Per compensare la città di Torino della perdita della capitale, il Parlamento, con Legge del 18/12/1864, mise a disposizione della città una rendita annua di £ 300.000, affinché potesse dotarsi di un nuovo canale generatore di forza motrice2.

Furono presentati otto progetti tra i quali venne scelto quello dell’ing. Borella denominato “Il canale della Ceronda”. All’epoca i torinesi così commentavano: “Quelli là credono di lavare con un po’ d’acqua della Ceronda il sangue di settembre…” riferendosi ai moti torinesi del 1864, per il passaggio della capitale da Torino a Firenze3. Tuttavia soltanto con la realizzazione del Canale della Ceronda prese avvio lo sviluppo industriale, vero e proprio, di Torino.

Il “Canale della Ceronda” aveva una portata di 4.000 litri/minuto (incrementata dal “Canale delle Acque Chiare”, una captazione in sub-alveo della destra dello Stura che scorreva lungo la ferrovia e attraversava con un sifone l’alveo del Ceronda per immettersi nell’omonimo canale poco a valle della stazione ferroviaria) e sviluppava, in origine, 849 H.P. con il suo ramo di sinistra e 854 H.P. con quello di destra. Un totale cioè di 1.703 H.P. che tennero a battesimo l’industria torinese e mutarono la vita e l’aspetto non solo del Borgo Dora torinese, ma di tutta la città.

 

 

1L’origine del termine “Casternone” deriva forse da “castrum nomun” perché il suo corso passa presso il sito in cui sorgeva, in Val della Torre, un antico castello, già presente in epoca romana.
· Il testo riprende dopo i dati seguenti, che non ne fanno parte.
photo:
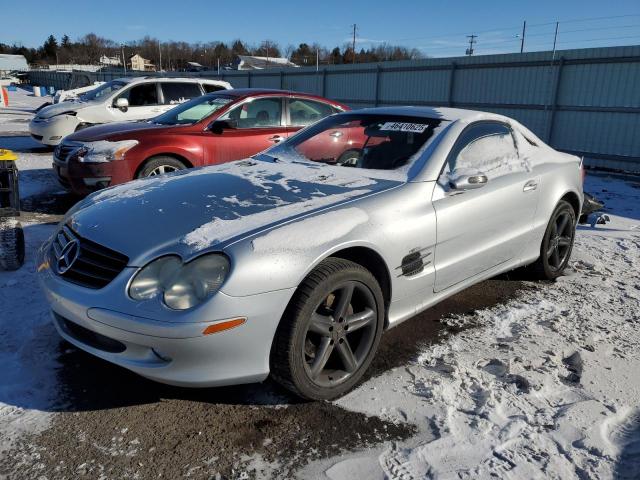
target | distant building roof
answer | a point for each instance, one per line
(13, 62)
(250, 62)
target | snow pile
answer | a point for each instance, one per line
(542, 387)
(219, 229)
(28, 348)
(311, 232)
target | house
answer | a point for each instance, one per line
(12, 62)
(110, 61)
(249, 62)
(136, 62)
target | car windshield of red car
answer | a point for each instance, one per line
(192, 111)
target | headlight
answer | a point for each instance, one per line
(182, 285)
(104, 151)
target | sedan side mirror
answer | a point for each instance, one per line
(468, 181)
(219, 126)
(121, 104)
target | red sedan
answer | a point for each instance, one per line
(215, 128)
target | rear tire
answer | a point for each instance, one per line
(160, 166)
(330, 331)
(11, 244)
(557, 244)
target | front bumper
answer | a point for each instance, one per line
(51, 131)
(85, 178)
(176, 352)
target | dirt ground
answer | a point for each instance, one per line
(114, 423)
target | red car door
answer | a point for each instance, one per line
(255, 125)
(330, 146)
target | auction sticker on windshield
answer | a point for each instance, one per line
(404, 127)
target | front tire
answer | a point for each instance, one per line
(160, 166)
(330, 331)
(557, 243)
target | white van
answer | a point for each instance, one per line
(121, 100)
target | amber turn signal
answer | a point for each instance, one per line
(222, 326)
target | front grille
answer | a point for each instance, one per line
(94, 267)
(65, 150)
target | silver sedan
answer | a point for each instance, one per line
(294, 262)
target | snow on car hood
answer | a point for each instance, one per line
(60, 108)
(199, 209)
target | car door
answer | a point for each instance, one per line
(481, 225)
(330, 146)
(253, 126)
(175, 93)
(144, 102)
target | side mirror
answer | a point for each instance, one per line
(122, 104)
(219, 126)
(468, 181)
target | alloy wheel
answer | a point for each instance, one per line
(162, 169)
(340, 334)
(560, 240)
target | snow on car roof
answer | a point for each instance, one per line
(444, 113)
(168, 79)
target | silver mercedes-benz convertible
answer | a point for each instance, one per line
(293, 263)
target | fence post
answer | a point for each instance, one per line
(452, 79)
(554, 101)
(377, 86)
(324, 82)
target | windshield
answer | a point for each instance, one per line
(192, 111)
(102, 91)
(381, 142)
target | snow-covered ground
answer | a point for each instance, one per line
(545, 386)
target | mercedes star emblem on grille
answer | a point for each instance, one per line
(68, 256)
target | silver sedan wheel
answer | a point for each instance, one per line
(560, 240)
(340, 334)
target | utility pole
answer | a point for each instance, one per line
(124, 60)
(472, 40)
(353, 45)
(555, 38)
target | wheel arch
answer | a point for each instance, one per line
(177, 156)
(574, 200)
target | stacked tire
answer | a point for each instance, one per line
(11, 244)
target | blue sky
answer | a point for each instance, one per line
(437, 28)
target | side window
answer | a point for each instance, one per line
(259, 113)
(209, 88)
(305, 112)
(488, 148)
(175, 92)
(142, 95)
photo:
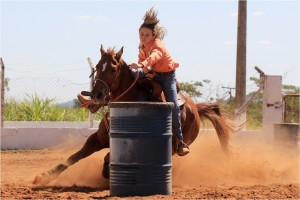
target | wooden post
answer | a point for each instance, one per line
(240, 82)
(2, 93)
(240, 85)
(92, 81)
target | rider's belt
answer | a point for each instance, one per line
(164, 73)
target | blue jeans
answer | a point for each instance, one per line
(168, 84)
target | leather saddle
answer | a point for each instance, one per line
(155, 93)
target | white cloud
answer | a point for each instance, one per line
(83, 17)
(230, 42)
(264, 42)
(257, 13)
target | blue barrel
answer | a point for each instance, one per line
(140, 148)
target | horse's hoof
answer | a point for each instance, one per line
(105, 171)
(42, 180)
(37, 179)
(50, 175)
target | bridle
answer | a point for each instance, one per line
(114, 85)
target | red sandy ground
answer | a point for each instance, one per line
(253, 171)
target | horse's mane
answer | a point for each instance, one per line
(111, 51)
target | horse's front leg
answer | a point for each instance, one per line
(95, 142)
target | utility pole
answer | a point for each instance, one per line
(240, 84)
(2, 94)
(229, 88)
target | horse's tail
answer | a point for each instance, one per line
(223, 125)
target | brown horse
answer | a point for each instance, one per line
(115, 81)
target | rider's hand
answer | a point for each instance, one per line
(136, 65)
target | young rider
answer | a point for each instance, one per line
(154, 55)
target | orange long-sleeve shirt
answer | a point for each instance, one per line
(157, 56)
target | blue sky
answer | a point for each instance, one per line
(54, 38)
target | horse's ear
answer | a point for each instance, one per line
(102, 50)
(119, 54)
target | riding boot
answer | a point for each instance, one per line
(89, 104)
(183, 149)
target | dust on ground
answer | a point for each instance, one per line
(255, 170)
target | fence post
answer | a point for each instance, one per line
(2, 93)
(92, 81)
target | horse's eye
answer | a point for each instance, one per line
(113, 69)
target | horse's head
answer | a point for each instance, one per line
(107, 77)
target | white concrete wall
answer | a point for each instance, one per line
(44, 138)
(41, 138)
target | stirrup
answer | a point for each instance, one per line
(183, 149)
(87, 103)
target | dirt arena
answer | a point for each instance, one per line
(254, 171)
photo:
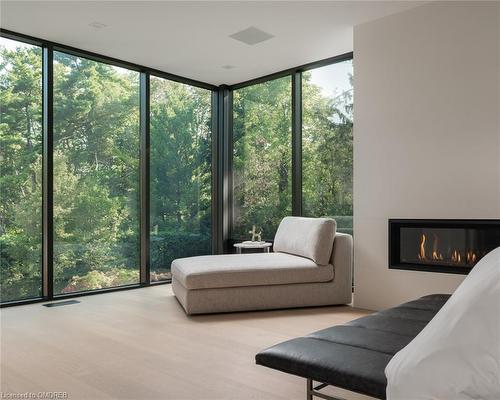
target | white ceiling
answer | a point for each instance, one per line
(191, 39)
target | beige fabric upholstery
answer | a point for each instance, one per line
(264, 297)
(306, 237)
(233, 270)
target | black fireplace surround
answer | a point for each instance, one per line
(441, 245)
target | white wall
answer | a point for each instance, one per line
(426, 136)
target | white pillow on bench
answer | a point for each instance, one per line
(306, 237)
La valle del Casternone era anche detta Orsa o Briona per l’antica presenza di orsi nella valle o del monastero di Brione.
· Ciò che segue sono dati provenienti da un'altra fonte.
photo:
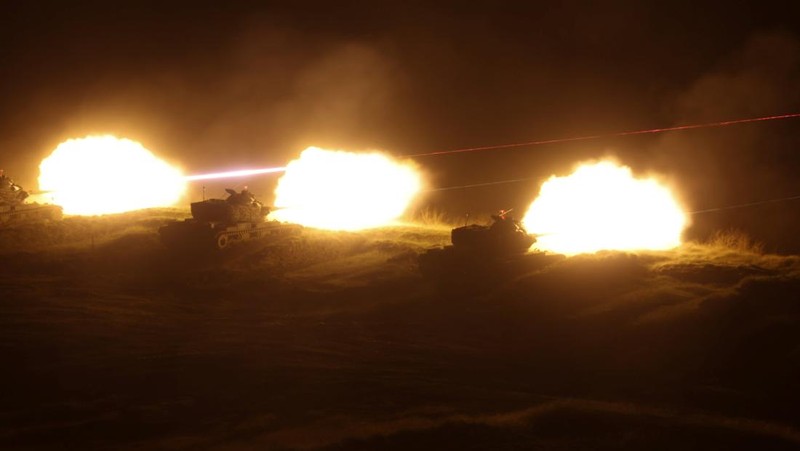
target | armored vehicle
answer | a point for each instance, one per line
(218, 223)
(483, 254)
(14, 209)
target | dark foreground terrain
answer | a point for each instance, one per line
(334, 341)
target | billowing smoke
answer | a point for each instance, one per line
(341, 190)
(104, 174)
(602, 206)
(745, 163)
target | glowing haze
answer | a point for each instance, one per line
(340, 190)
(602, 206)
(104, 174)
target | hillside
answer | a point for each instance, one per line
(335, 341)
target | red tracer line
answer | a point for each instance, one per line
(611, 135)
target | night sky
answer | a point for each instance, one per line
(211, 86)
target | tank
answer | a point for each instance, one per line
(219, 223)
(481, 256)
(505, 236)
(14, 209)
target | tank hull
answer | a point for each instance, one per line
(28, 213)
(192, 234)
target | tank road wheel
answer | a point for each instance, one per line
(222, 241)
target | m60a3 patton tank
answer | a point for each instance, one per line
(483, 254)
(14, 210)
(218, 223)
(504, 236)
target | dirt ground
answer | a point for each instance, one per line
(336, 341)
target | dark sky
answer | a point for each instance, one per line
(220, 85)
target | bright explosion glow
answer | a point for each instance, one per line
(601, 206)
(340, 190)
(104, 174)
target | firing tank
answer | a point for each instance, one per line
(505, 236)
(219, 223)
(14, 209)
(484, 254)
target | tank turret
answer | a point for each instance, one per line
(483, 254)
(218, 223)
(14, 209)
(505, 236)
2Il Governo del Re (Legge 18 dicembre 1864), in occasione del trasporto della Capitale a Firenze, metteva a disposizione del Municipio di Torino un’annua rendita di £ 300 mila all’oggetto di fornire la città di una condotta d’acqua per forza motrice. L’opera che eseguì, dietro progetto dell’ing. commendatore Borella, modificato dall’Ufficio d’arte, fu il canale della Ceronda derivato dal torrente di tal nome presso la stazione di Venaria Reale, qual canale esisteva già per il servizio del molino di Altessano, e scaricavasi in Stura, soppresso il molino, ingrandito il canale e la diga di presa, venne condotto a Torino a beneficio della sua industria. Giunto presso il Martinetto il canale si divide in due rami, destro e sinistro; l’uno si volge a notte della città sulla sinistra della Dora, e termina nel canale del Parco, l’altro percorre il Borgo S. Donato, i viali Principe Eugenio, S. Maurizio e va a scaricarsi nel Po. Su questi canali s’impiantano molti opifizi, e con essi si accrebbe la forza di antichi stabilimenti della città, fra cui la fabbrica di canne”.

3FALZONI G., 1998. Torino industriale: il miracolo della Ceronda. Il sogno, bimestrale del Cenacolo Culturale dell’A.V.T.A. 2/2-3: 1 – 5. Venaria Reale (TO).